La première saison narrait l’histoire d’une rencontre amoureuse entre deux garçons, l’un gay et l’autre qui découvre qu’il l’est.
Dans sa seconde saison, le jeune couple est toujours ensemble, tout baigne et l’ennui n’est pas loin.
Pour maintenir l’intérêt, la série va s’intéresser à d’autres amourettes, développer l’idée que Charlie est toujours traumatisé par l’homophobie qu’il a endurée.
Et puis surtout, un voyage scolaire à Paris sera le point d’orgue de la saison.
Dans Skins et dans Sex Education, les voyages en groupe ont été de grands moments jubilatoires. Dans Hearstopper, c’est sans intérêt.

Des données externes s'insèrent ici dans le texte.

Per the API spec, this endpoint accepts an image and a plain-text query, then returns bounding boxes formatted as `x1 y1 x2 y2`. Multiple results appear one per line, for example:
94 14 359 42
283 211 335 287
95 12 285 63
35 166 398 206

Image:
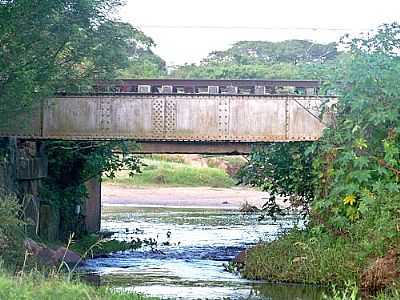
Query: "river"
81 205 325 299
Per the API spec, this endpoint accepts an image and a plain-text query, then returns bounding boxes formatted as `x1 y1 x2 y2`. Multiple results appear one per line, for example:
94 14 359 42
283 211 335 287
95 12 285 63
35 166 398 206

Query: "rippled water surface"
82 206 324 300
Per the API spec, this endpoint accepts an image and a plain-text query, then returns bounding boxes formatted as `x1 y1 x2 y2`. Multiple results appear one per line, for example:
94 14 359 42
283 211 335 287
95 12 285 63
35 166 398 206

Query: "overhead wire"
135 25 372 32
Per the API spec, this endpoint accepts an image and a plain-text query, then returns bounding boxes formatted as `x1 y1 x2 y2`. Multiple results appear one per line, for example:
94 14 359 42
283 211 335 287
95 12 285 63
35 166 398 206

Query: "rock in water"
38 247 57 266
52 247 81 266
24 239 81 266
233 250 247 265
24 238 44 256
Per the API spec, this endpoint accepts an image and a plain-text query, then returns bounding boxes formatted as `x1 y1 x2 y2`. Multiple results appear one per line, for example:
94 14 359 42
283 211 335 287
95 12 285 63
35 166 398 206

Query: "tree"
312 23 400 230
0 1 163 240
204 40 338 65
119 50 167 78
237 142 315 218
170 40 339 80
238 23 400 235
0 0 159 122
170 62 300 80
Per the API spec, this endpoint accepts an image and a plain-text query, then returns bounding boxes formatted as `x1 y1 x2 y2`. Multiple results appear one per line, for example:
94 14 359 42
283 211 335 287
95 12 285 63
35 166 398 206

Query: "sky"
119 0 400 66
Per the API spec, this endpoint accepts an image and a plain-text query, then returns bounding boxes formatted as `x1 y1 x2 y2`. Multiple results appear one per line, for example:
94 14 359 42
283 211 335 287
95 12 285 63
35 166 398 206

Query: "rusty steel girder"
1 93 337 142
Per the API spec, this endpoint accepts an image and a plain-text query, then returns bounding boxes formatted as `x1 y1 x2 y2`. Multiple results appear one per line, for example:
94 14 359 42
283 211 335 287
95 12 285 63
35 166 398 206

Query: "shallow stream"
82 206 324 300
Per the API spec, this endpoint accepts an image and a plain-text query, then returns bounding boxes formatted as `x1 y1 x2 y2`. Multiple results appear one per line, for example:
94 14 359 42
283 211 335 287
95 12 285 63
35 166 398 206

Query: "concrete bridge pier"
0 138 102 240
84 177 101 233
0 138 48 236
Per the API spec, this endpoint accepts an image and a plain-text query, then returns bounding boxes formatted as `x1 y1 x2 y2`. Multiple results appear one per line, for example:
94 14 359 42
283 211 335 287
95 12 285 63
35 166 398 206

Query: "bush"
242 24 400 297
0 193 25 269
311 24 400 231
244 193 400 285
237 142 314 218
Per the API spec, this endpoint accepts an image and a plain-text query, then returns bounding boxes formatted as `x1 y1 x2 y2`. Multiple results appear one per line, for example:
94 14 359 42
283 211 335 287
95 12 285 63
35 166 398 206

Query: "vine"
40 140 143 240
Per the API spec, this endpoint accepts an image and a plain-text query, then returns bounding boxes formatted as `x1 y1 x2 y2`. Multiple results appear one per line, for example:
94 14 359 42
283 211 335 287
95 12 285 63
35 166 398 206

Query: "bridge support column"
84 177 101 233
39 204 60 241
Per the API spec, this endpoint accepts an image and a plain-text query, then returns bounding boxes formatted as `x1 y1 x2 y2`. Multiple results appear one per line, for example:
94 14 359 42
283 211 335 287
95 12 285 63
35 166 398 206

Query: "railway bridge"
1 79 336 154
0 79 337 237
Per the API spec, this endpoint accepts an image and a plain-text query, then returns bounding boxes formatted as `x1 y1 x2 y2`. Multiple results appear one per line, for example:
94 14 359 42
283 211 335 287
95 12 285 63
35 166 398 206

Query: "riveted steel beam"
0 92 337 145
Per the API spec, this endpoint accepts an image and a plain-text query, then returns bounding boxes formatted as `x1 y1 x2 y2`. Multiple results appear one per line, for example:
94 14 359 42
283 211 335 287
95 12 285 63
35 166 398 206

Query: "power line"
136 25 372 32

Bref, la saison se déroule laborieusement.
Cette seconde saison aurait pu être intéressante si les scénaristes avaient fait preuve d’un minimum d’audace, en créant un triangle amoureux, par exemple.
Malheureusement, il ne fallait surtout pas perturber le jeune couple. Au risque de rendre le recit mièvre. Charlie et Nick s’aiment toujours aussi intensément. Mais ne font pas grand chose si ce n’est de s’échanger des bisous, de se déclarer une fois de plus leur amour.

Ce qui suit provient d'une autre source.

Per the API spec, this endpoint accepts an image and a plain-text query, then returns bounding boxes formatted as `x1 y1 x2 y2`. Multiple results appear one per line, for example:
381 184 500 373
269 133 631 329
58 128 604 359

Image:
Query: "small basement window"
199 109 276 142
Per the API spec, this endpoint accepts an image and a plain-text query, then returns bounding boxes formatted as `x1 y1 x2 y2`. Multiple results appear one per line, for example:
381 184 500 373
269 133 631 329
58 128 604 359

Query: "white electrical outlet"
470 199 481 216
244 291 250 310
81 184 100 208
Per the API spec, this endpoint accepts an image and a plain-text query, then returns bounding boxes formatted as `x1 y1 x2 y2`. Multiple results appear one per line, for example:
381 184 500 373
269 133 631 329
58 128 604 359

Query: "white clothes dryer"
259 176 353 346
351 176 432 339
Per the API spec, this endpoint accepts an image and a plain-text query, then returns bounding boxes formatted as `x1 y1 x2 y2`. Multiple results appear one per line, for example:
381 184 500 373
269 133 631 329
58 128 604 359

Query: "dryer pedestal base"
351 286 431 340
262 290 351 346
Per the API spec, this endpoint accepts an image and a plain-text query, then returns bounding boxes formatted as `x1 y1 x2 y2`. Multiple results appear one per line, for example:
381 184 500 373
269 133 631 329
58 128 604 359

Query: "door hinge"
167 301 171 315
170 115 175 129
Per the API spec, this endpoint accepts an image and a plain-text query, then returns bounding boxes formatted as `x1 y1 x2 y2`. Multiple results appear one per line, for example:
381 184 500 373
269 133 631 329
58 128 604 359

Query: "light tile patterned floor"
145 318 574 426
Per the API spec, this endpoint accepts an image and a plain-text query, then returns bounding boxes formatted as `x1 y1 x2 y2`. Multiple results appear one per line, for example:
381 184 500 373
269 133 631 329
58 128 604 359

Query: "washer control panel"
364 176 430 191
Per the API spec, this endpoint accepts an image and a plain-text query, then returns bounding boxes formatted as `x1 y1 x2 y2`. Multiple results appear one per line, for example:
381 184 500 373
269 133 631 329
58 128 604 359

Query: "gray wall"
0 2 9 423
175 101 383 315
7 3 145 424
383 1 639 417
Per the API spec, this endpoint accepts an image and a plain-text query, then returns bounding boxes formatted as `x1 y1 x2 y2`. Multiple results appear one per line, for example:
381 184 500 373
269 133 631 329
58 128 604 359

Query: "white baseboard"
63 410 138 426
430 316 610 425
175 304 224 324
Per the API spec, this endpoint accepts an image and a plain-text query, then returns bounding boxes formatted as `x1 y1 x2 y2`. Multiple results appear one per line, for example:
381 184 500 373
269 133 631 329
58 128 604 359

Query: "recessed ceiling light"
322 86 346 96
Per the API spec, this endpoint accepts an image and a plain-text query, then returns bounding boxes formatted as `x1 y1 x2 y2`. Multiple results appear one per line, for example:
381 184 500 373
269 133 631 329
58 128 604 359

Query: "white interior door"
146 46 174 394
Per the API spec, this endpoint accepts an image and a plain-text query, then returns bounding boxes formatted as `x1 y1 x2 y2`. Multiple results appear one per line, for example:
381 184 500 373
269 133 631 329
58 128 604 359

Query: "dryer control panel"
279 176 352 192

Sur une saison complète, c’est juste chiant.
C’est le problème classique des séries qui exploitent une seconde saison alors que la première saison se suffit à elle-même. Dans le cas de Hearstopper, il y avait une certaine fraîcheur et une mise en scène innovante (les petits dessins qui apparaissent à l’écran pour traduire les sentiments des protagonistes), mais reproduite à l’identique sur la seconde saison, ces gimmicks finissent par devenir agaçants.
Une saison 3 nous est promise. Je m’attends à ce que le fil rouge de cette saison soit leur première relation sexuelle, ou plutôt, une dramatisation de leur première relation sexuelle et ce, étalée sur 8 épisodes.